Review: Doctor Who 3.7
Come on, my sun - We review the latest episode of Doctor Who which takes on Sunshine in the apocalyptic Ambre Solaire stakes
British film and television shows featuring a spaceship colliding into a sun are like buses; you wait ages for one, and then two come along at once.
And the Who must be kicking itself that it’s happened. 42 was probably the best-looking, most sumptuous and visually saturated episode they’ve ever made, by a country mile.
But coming hot on the heels of Sunshine, it was bound to look like a disappointment. It still managed to be so sunsoaked it could be an Ambre Solaire ad. The sun looked stunning, the billowing steamclouds down convincingly claustrophobic corridors were awesome. But in the face of a big-budget movie it’s a clear visual second.
The plot also wasn’t a million miles from the later, ropier section of Sunshine, with a psychopath picking off the crew to steer the ship into/away from the sun (delete as appropriate). But this is the really surprising bit – Doctor Who was the one with the atmosphere.
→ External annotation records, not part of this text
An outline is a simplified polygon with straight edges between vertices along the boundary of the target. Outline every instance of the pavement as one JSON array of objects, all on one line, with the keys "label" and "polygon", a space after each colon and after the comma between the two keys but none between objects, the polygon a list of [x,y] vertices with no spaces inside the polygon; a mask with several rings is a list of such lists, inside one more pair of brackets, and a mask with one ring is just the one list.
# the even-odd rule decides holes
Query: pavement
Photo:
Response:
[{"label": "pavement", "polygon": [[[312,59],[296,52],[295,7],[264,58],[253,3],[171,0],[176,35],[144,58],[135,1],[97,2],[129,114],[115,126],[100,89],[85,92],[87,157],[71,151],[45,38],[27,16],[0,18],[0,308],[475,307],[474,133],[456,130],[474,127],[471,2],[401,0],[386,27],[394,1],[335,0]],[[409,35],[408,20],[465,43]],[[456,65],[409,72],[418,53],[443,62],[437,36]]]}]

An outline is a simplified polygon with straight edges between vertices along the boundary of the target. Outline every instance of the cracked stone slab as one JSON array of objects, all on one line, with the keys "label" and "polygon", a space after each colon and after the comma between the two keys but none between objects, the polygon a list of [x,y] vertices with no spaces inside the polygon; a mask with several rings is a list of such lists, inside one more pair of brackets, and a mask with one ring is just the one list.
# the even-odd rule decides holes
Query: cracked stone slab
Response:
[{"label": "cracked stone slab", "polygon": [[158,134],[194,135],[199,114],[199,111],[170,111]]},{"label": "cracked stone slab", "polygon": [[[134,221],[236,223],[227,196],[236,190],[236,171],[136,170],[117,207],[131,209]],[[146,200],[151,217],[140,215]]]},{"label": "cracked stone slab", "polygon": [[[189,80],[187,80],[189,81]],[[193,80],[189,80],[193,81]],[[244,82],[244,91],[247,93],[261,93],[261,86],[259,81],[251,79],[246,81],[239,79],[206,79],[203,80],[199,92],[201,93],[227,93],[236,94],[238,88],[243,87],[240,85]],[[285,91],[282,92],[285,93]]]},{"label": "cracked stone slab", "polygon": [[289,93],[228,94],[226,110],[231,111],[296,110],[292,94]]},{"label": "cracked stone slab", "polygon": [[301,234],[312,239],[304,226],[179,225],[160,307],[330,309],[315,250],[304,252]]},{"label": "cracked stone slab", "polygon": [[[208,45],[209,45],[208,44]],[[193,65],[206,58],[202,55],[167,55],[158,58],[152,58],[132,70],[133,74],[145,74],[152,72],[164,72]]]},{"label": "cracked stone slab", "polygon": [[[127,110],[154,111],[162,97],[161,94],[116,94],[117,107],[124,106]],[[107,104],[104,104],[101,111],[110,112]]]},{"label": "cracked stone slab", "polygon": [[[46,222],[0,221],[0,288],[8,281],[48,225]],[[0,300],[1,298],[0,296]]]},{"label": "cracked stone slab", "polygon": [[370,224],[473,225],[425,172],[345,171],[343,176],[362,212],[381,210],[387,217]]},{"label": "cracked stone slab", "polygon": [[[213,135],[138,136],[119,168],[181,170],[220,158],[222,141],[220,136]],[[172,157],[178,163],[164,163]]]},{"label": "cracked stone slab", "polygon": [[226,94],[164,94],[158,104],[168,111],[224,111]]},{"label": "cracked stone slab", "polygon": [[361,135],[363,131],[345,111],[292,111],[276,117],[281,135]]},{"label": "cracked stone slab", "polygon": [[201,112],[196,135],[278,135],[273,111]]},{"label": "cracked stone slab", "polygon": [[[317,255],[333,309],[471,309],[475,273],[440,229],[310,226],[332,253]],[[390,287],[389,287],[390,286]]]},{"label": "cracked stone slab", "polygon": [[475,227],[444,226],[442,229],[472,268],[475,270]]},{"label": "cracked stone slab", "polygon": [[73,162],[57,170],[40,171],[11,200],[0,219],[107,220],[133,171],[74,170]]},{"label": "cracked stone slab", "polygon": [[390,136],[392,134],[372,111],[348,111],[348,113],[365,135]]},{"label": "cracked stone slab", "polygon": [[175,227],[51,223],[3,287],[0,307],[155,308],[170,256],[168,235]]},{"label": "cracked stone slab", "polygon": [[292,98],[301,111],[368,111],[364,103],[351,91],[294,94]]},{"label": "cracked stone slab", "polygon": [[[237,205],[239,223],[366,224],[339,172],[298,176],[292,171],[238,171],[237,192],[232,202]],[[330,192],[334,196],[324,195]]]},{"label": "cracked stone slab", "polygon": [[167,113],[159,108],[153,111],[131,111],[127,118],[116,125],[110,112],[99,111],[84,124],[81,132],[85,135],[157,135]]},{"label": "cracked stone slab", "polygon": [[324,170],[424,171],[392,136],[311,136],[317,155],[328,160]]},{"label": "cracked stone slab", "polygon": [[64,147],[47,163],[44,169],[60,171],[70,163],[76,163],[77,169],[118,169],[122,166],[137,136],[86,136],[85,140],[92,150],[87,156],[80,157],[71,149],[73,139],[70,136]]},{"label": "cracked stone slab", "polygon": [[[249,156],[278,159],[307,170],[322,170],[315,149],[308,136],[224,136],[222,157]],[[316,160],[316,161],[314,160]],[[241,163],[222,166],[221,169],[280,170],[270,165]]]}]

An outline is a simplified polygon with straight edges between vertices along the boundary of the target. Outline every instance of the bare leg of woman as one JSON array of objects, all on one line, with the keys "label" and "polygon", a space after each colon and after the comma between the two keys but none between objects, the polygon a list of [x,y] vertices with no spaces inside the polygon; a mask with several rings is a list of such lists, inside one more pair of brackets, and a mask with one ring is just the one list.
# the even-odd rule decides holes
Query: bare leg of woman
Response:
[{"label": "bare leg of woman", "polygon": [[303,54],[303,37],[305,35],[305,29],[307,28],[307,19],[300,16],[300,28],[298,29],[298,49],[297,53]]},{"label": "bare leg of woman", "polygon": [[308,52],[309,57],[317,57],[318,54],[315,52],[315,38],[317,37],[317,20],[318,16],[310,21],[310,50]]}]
Piling on the genius conceit of the pub quiz door passwords, the genuine menace of the psycho sun killer and the clever multiplication of the threat as the episode developed should have made a messy disaster. Instead, it was so evenly paced and well threaded together that it never missed a trick.
Take Martha’s out-of-area calls home (there’s someone who should be happy roaming charges are being capped). The shoehorned-in family element virtually always feels bolted on in the hands of anyone but the T Davies.
Instead, Martha packed in some real emotion to her deceitful mother, whilst simultaneously getting close with a spaceman on their way to burning death. Squeeze in some Saxon and the Doctor’s heroics, and that’s some tidy plot put together. How the heck this was sprung from the pen of a Torchwood writer is beyond me.
Cindy Beale also made an excellent action heroine who was largely willing to go hunting for her murderous husband she still loved. Leaving aside the dramatics and letting her just get on with acting the ballsy lady she specialised in was smart.
Indeed, creating character-led parts instead of trying to make us care about bit-parters, a usual problem that can otherwise leave it feeling like Casualty in Space, let it be a truly tense episode.
I really thought that after the Ood, who were really too busy carrying Mathmos light fittings to be menacing, space was a frontier too far for the programme. 42 managed to not only prove that theory wrong, it even managed to do so on most of the same ground that the Satan Pit episodes covered.
I think the reviews so far this series have shown my opinion to be quickly swayed. But given the trailers, it certainly looks like it may have levelled into decency from here to the end.